The people that seek that level and volume of data are not usually simple amateurs that stumble upon script tools, they are usually engineers, info warriors, and even massive operations themselves with funding, skill, and human resources to get what they want. The best ways to secure data is at the system level and by not collecting data that is not needed for direct relevance to system function to begin with.

Personal phone numbers have no relevance to apps like Twitter or Facebook beyond facilitating their personal information and ID lust.

link
kube-system 1419 days ago
Token based 2fa does not leak any information to the service and it has a benefit of preventing other types of attacks on the functions that the system is supposed to do. There is literally no reason to be against TOTP or WebAuthN
link
hombre_fatal 1419 days ago
I don’t agree. At worst it just introduces a “hey i lost my phone” customer support backdoor that may be weaker than what was there before.
link
kube-system 1418 days ago
It’s not any worse than the “hey I forgot my password” support backdoor.

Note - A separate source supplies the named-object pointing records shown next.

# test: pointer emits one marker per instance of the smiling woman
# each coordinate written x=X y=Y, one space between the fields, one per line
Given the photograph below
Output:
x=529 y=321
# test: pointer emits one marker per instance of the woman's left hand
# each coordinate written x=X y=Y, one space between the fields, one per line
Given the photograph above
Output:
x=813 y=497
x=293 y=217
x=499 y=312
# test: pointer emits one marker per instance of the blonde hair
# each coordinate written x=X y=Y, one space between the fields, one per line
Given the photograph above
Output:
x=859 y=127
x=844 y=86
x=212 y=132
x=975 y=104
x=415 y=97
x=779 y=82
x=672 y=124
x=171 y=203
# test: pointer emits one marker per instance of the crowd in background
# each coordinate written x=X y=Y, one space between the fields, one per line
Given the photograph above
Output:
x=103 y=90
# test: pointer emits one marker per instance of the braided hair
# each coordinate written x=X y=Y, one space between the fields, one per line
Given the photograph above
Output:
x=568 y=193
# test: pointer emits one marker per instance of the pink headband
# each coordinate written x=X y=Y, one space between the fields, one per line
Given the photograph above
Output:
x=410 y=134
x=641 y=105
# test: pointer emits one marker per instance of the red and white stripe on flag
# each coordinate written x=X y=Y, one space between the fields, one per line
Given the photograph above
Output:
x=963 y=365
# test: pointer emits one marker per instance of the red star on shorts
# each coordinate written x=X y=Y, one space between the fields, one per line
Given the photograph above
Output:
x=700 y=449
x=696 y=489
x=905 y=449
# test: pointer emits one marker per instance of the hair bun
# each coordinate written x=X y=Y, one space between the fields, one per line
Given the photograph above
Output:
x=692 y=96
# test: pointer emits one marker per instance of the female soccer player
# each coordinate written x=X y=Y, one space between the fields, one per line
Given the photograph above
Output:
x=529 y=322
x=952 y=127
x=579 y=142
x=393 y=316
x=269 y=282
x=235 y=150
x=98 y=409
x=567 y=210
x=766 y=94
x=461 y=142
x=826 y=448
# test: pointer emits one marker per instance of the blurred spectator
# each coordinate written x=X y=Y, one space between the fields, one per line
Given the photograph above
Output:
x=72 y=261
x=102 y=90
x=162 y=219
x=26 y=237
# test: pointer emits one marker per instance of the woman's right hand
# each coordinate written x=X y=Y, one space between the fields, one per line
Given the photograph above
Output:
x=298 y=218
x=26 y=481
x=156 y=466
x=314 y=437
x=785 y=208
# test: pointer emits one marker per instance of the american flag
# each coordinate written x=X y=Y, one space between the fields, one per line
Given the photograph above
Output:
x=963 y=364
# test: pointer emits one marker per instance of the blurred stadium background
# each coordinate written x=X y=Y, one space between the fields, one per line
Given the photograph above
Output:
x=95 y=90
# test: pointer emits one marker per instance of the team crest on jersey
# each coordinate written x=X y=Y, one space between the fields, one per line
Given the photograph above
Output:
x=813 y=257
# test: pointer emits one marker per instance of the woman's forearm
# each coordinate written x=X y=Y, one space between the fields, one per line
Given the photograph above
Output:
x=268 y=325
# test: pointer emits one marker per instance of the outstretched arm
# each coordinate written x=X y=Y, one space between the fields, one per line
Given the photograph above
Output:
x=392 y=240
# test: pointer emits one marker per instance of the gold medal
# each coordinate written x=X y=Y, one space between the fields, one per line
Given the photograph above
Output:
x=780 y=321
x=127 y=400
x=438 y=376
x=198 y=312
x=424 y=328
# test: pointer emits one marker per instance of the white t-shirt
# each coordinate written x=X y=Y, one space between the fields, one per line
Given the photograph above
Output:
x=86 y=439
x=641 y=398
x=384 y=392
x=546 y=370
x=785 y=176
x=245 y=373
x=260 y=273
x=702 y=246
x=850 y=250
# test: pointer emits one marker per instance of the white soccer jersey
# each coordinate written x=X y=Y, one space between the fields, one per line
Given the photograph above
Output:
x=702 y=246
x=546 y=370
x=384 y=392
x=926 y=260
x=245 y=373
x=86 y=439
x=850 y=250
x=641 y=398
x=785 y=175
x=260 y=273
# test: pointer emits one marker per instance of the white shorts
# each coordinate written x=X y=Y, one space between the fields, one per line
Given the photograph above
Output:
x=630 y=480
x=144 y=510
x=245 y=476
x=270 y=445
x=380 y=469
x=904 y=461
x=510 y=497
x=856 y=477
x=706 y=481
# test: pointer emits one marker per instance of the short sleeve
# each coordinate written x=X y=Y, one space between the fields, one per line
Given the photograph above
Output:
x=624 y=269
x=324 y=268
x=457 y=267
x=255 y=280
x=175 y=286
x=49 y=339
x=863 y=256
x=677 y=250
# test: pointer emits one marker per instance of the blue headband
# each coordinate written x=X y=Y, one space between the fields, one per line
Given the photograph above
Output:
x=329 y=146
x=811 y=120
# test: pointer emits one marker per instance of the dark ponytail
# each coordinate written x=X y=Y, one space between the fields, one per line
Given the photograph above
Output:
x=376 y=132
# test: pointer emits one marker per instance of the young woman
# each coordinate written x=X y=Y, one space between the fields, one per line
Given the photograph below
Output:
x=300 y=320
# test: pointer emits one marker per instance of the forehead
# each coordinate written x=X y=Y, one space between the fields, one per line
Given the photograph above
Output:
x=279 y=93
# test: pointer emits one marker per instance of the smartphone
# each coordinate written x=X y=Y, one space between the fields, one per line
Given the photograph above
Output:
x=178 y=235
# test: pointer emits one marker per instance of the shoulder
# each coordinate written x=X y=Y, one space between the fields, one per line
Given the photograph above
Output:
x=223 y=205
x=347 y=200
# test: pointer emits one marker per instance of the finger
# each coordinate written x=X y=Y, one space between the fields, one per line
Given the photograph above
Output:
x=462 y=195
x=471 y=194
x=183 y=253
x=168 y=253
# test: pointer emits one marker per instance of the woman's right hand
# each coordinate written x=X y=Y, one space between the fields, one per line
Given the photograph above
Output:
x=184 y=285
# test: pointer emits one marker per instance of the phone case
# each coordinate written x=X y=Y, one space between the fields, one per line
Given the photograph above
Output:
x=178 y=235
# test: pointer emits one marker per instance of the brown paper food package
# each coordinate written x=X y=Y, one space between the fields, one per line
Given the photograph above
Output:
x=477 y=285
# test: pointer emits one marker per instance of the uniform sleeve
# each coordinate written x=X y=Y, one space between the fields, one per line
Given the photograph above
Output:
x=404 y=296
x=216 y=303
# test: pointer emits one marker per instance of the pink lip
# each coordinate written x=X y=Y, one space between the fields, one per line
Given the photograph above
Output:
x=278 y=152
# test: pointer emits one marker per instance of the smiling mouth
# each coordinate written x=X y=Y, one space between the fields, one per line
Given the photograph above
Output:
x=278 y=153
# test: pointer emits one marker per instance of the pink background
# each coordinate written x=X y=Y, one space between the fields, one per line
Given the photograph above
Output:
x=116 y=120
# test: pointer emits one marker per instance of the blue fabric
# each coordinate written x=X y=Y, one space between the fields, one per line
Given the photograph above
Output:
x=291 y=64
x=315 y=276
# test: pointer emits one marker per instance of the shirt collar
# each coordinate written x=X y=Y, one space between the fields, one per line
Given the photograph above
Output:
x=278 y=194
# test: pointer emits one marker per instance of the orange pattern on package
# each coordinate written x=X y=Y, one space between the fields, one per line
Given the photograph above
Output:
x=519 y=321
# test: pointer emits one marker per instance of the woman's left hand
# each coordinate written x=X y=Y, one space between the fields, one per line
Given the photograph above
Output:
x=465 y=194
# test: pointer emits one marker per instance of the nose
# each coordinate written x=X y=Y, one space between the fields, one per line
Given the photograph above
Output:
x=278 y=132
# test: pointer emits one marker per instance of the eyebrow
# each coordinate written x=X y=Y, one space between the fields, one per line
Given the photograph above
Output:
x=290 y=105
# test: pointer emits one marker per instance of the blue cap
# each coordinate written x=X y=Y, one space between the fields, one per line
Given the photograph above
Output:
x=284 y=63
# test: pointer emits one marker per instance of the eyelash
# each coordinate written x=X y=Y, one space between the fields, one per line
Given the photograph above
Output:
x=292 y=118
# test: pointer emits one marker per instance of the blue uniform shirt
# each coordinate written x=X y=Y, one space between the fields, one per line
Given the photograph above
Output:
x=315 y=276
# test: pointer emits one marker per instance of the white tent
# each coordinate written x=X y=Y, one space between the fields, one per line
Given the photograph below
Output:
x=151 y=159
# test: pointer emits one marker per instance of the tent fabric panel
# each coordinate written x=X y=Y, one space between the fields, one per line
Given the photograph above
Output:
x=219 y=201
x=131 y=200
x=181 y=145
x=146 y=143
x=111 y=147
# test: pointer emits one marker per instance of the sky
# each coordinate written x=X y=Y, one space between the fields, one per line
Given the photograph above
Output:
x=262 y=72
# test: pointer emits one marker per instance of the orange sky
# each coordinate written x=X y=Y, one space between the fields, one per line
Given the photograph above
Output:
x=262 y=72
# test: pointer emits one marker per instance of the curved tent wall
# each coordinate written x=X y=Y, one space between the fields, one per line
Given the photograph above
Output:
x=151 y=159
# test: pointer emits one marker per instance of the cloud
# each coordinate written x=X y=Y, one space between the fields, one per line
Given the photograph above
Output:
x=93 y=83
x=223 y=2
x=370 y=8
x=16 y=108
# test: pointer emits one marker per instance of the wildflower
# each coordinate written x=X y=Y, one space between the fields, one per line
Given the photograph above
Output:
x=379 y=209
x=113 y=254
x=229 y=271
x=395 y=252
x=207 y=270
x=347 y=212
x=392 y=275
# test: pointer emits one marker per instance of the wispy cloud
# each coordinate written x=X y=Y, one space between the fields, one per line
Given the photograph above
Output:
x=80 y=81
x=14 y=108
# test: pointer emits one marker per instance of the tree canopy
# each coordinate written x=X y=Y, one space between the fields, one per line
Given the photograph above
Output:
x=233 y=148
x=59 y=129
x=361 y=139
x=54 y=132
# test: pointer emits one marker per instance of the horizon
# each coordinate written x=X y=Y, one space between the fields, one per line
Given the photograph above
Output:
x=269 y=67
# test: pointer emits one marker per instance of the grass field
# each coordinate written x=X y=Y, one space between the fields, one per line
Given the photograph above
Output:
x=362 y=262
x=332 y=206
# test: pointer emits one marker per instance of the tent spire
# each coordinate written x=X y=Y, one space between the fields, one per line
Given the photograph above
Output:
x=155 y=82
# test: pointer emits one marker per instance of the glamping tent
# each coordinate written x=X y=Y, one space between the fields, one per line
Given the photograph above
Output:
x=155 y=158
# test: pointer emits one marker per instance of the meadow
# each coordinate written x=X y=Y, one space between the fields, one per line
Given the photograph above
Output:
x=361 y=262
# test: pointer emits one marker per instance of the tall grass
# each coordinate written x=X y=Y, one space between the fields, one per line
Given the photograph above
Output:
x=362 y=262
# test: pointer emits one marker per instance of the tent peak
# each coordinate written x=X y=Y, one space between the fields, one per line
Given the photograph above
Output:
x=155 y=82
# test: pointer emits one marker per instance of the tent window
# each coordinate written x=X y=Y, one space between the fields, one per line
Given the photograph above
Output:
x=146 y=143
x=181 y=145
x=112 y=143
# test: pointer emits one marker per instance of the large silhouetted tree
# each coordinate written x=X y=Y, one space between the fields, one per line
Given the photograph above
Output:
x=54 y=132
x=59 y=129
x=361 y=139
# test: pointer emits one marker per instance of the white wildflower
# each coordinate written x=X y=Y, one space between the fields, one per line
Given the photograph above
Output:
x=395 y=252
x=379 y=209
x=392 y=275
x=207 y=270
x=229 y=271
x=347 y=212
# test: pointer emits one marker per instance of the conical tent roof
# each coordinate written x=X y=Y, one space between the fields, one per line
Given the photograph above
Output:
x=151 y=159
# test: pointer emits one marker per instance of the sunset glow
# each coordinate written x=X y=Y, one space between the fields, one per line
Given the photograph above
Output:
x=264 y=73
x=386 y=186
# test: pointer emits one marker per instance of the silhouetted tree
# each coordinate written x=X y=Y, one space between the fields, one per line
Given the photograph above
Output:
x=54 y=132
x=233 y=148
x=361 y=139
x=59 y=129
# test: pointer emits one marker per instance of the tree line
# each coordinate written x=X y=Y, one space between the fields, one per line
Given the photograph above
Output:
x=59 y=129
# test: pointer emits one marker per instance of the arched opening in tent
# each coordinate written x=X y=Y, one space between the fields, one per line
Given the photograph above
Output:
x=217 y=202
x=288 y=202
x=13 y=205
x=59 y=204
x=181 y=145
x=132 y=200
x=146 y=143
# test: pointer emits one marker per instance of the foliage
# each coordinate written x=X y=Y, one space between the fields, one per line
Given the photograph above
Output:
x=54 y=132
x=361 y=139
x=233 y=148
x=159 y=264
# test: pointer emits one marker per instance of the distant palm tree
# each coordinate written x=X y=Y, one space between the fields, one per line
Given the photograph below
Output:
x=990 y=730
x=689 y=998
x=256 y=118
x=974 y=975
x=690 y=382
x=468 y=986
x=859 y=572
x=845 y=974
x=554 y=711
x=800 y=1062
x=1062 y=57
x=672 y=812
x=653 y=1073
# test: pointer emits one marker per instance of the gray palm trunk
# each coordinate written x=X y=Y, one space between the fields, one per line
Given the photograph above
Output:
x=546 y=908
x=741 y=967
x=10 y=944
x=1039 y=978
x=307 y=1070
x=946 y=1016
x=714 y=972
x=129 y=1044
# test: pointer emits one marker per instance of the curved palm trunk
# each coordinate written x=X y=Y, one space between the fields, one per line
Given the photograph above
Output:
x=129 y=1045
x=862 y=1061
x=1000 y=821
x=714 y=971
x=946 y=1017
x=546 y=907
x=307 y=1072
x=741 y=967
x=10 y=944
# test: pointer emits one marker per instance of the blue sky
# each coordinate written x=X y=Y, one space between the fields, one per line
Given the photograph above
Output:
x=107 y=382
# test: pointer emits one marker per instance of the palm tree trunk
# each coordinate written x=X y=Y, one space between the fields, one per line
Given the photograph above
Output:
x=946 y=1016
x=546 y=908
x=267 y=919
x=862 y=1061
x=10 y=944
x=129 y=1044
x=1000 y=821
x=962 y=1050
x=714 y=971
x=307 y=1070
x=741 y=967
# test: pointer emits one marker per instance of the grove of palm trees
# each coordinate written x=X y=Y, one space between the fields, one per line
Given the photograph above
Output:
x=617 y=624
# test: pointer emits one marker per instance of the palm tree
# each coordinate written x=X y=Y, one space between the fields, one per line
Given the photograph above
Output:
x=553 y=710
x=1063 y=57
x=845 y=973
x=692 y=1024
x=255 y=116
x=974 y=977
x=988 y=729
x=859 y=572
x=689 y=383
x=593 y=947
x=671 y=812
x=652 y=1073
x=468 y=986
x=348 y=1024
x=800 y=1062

If you have a support backdoor, it doesn’t matter what technology you use. That’s not a technology problem.

link
rtev 1418 days ago
That’s a security flaw. Backup codes are the fix if you get locked out. Sure, the attacker could find the backup codes, but that can be a challenging task.
link
duckmysick 1418 days ago
And at best? And what about on average?
link
winternett 1419 days ago
How could you ever guarantee that when registration for many services are conducted on such a wide variety of Internet-based web forms that are integrated into web sites?

That's not logical.

I've even seen sites where registration is done on sites with expired certs. Not everyone registers directly within the service itself, and there are plenty of cases where config and security are not implemented and managed properly.

link
kube-system 1418 days ago
You can guarantee that TOTP and WebAuthn do not share personal information because their implementation does not involve the use of any personal information.
link
ziddoap 1419 days ago
>I've even seen sites where registration is done on sites with expired certs. Not everyone registers directly within the service itself, and there are plenty of cases where config and security are not implemented and managed properly.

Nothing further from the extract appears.